A ação se passa logo depois da Segunda Guerra, em 1946, durante o período de um ano. Neste tempo somos levados em pequenas viagens, de um canto ao outro por um barco a vela, sem nenhum propósito além do prazer, como se à deriva, por diversas aldeias italianas, por uma miríade de pequeninos portos particulares e públicos. A presença constante, onipresente e gigantesca é do Lago Maior, que entre a Itália e a Suíça, não só é um dos principais lagos alpinos, mas o segundo maior lago da Itália. Suas grandes casas, quintas, sítios revelam uma classe abastada, mal acomodada, sofrida, arcaica e enraizada à beira d’água. Um grupo social que perdeu a direção, o propósito de sua existência.

Escritor Piero Chiara (1913-1986)
O mistério não chega a se resolver completamente quando terminamos com a leitura do livro. Claro, há uma morte, uma investigação e a descoberta de como alguns eventos se desenvolveram. Mas muito ainda permanece misterioso, poderia se dizer encantado na bruma das águas lacustres. A razão é simples: o mistério é nosso. É o lado humano que nem sempre conhecemos de alguém, é o imponderável do comportamento humano que ocasionalmente se revela e surpreende.
Sinopse: No verão de 1946, no lago Maior, ao qual o fim da guerra devolveu a esperança e a paz, um jovem e sedutor dom-juan arma seu barco e lança-se de uma margem à outra numa navegação repleta de aventuras galantes. Em Oggebbio, é recebido por um advogado, dr. Orimbelli, que vive com a esposa, mais idosa que ele, e com a cunhada viúva, Matilde.

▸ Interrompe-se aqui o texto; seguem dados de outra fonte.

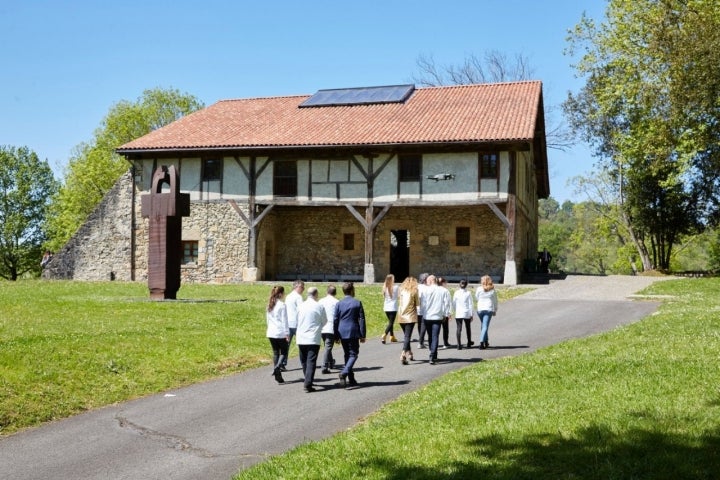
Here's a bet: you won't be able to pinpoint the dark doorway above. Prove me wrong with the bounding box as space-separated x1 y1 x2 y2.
390 230 410 282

Após este encontro desenrola-se nos velhos quartos da villa um enredo que envolve numa espiral, entre policial e erótica, com um ligeiro toque de comicidade, as várias personagens: o equívoco Orimbelli, a ingênua Cleofe, a sensual Matilde, um sobrevivente da guerra da Abissínia, emasculado em conseqüência de ferimentos, que será o deus-ex-machina da solução final.
Este livro é uma pequena obra prima. E se você assim como eu ainda não conhecia Piero Chiara, sugiro que vá ao sebo mais próximo de sua casa e compre um volume deste pequenino romance. Vale a pena.